Il criait en cuisine qu’il fallait qu’on ‘démissionne tous’ alors que j’arrivais à peine dans l’entreprise, c’était exactement le 16 août 2017. Je suis apeuré par M. [X]. Je n’arrive pas à travailler en sa présence. Nous sommes moi et mes collègues qui peuvent en témoigner sans cesse menacés par sa présence. On en arrive à vouloir prendre nos jours de repos pendant son temps de travail à lui , pour pouvoir échapper à son calvaire. Madame la directrice, je vous demande d’agir de façon urgente. Ma santé est en péril….’

– une attestation de Mme [W] [Z] rédigée ainsi :

‘…Le manager [X] me rabaisse tous les jours, me répète en permanence que je ne tiendrai pas ce poste. Il me pose en plein service des questions très personnelles qui me gênent et m’empêche clairement de travailler à mon aise. Il critique sans gène la direction mais aussi les formateurs notamment [N]. Je n’ai personnellement aucun souci avec la direction. Il m’appelle à des heures tardives sur mon téléphone personnel et porte à mon égard des propos déplacés et me menace. Cela avait lieu le 17 septembre. ‘[X] me rabaisse devant l’équipe avec humiliation sans nom.’

– Le témoignage de Mme [K] [D] :

‘….je viens travailler avec le sourire et la bonne volonté mais lorsque M. [X] est présent, j’ai plus que la boule au ventre. Car il est ‘senssaices’ en train de me critiquer dans tous se que je fais. J’ai rencontrés un problème majeur , mon appartement qui a brulée, j’ai perdu mon grand-père, mes collègues m’ont tousse soutenu moralement , et M. [X] sens moqué ouvertements. Il est ‘s’enssaice’ en train de mettre la pression pour me faire craquées. [L] se permet de me rabaisser devant les clients et devant l’équipe…’

– Le témoignage de M. [MM] [S] :

‘Par cette présente, je vous fais part d’un malaise général qui s’installe lors de la présence du manager [X] [L]. Personnellement deux semaines après mon début au sein de l’entreprise, M. [X] [L] a dit je le cite tu seras très vite dégouter lorsque tu te rendra compte qu’il n’ont pas de paroles, de plus lorsque je forme un nouvel employé il se permet de me dire ce n’est pas ainsi qu’on forme par ailleurs lorsque je donnais des directives à l’ensemble de l’équipe il se permet de dire a haute voix je ne fais rien et il rigoler donc ma crédibilité en tant que manager prenais un coup. …’

Ces témoignages font état de faits circonstanciés et précis concernant le comportement harcelant, menaçant exercé par M. [X] à l’égard d’autres salariés ainsi que son dénigrement à l’égard de la Direction.

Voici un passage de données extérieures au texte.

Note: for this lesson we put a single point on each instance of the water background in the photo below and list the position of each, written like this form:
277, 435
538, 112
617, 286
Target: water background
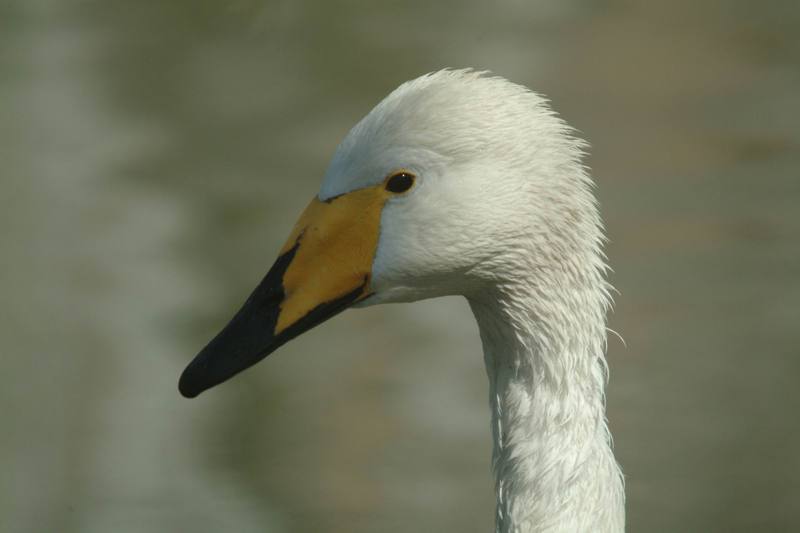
154, 155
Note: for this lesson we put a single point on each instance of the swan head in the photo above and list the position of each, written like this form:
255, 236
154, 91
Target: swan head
451, 185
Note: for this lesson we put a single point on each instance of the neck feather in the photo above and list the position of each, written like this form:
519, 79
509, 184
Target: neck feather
544, 343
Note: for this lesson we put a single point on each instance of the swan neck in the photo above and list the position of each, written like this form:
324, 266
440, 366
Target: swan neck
552, 459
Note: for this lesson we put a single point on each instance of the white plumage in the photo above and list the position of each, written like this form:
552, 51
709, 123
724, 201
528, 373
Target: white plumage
503, 214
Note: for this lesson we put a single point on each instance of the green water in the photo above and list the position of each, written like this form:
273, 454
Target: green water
153, 156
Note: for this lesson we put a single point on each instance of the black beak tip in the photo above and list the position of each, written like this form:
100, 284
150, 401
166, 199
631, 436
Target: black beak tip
187, 385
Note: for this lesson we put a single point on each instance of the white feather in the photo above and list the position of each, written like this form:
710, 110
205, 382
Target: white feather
503, 214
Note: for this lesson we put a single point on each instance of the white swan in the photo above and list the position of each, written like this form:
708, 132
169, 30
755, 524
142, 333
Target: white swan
463, 183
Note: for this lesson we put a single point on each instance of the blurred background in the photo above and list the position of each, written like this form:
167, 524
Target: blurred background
156, 154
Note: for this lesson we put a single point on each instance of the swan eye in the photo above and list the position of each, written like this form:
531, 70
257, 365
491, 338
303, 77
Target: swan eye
400, 182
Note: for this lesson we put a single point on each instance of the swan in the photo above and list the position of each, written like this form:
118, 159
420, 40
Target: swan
463, 183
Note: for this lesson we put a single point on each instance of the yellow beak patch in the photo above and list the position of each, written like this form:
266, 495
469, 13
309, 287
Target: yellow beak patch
336, 242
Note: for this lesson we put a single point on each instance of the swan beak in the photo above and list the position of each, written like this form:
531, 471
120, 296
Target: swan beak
324, 267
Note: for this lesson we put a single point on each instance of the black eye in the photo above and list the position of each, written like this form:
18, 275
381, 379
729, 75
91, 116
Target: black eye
400, 182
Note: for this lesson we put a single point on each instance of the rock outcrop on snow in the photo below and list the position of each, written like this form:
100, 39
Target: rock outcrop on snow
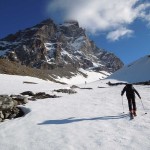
48, 46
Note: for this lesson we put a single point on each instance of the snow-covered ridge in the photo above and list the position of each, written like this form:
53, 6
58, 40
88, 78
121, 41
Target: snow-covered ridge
88, 120
138, 71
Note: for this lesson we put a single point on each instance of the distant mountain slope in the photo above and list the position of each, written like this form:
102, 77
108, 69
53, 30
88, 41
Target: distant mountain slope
49, 46
138, 71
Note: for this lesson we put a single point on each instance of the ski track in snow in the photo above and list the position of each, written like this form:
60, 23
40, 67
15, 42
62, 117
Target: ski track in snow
89, 120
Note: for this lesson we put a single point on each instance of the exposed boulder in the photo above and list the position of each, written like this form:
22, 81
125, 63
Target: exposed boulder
69, 91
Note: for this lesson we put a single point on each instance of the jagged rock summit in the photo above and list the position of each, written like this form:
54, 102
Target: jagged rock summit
49, 46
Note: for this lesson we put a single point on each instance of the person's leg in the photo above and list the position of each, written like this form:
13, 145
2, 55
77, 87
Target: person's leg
134, 106
130, 104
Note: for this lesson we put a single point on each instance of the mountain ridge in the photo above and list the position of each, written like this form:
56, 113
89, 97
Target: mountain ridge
48, 46
135, 72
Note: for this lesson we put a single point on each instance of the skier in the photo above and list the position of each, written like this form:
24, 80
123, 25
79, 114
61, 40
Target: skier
130, 93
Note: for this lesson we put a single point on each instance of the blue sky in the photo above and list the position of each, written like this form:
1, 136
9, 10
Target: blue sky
119, 26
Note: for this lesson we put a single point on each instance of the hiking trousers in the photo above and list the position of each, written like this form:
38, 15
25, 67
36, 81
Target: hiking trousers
131, 103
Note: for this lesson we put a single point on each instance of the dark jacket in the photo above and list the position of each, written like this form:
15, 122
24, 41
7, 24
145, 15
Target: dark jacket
130, 91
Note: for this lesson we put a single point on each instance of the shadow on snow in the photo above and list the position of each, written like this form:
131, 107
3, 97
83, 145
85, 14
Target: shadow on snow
72, 119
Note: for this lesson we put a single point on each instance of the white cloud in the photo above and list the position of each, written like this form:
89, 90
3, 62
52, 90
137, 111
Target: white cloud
120, 33
102, 15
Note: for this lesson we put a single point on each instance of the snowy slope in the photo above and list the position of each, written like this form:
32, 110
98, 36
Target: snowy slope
137, 71
88, 120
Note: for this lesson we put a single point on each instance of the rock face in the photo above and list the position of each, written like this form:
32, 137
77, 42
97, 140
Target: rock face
48, 46
8, 106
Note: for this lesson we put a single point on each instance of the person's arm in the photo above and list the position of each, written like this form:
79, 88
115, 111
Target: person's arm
122, 92
137, 93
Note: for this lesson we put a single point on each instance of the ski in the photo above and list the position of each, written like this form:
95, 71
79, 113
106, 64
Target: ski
131, 116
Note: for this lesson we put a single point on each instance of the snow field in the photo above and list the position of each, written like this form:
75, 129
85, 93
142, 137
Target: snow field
88, 120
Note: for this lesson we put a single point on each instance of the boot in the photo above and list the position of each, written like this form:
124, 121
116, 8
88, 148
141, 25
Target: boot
131, 115
134, 113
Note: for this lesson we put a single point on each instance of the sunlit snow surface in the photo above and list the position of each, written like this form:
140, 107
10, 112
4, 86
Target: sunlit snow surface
88, 120
137, 71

Ces faits sont constitutifs d’une faute grave imputable au salarié qui constitue une violation des obligations découlant du contrat de travail ou des relations de travail d’une importance telle qu’elle rend impossible le maintien du salarié dans l’entreprise.

Il en découle que c’est à juste titre que le licenciement a été prononcé pour faute grave et qu’il n’a pas lieu de faire droit aux demandes de M. [X] tendant à requalifier la rupture du contrat de travail en licenciement sans cause réelle et sérieuse, et la décision du conseil des prud’homme sera confirmée en ce qu’elle a rejeté toute les demandes consécutives à la rupture du contrat de travail.

Sur l’article 700 du code de procédure civile et les dépens :

L’équité commande de rejeter les demandes formées au titre de l’article 700 du code de procédure civile. Il convient de laisser à chacune des parties la charge de ses dépens.

PAR CES MOTIFS

La cour, par décision contradictoire et en dernier ressort,

Infirme le jugement du conseil des prud’hommes de Montpellier en date du 27 mai 2020 en ce qu’il a rejeté les demandes de dommages et intérêts au titre des heures complémentaires, du harcèlement moral et de l’obligation de sécurité.

Statuant à nouveau :

Condamne la SAS Tacos du Lez à verser à M. [L] [X] les sommes suivantes :

– 369,91€ au titre des heures supplémentaires non rémunérées

– 36,99€ au titre des congés payés y afférents

– 2000€ au titre du harcèlement moral

– 3000€ au titre de l’obligation de sécurité.

Confirme la décision en ses autres dispositions critiquées,

Rejette toutes autres demandes plus amples ou contraires,

Rejette les demandes formées au titre de l’article 700 du code de procédure civile

Laisse à chacune des parties la charge de ses dépens.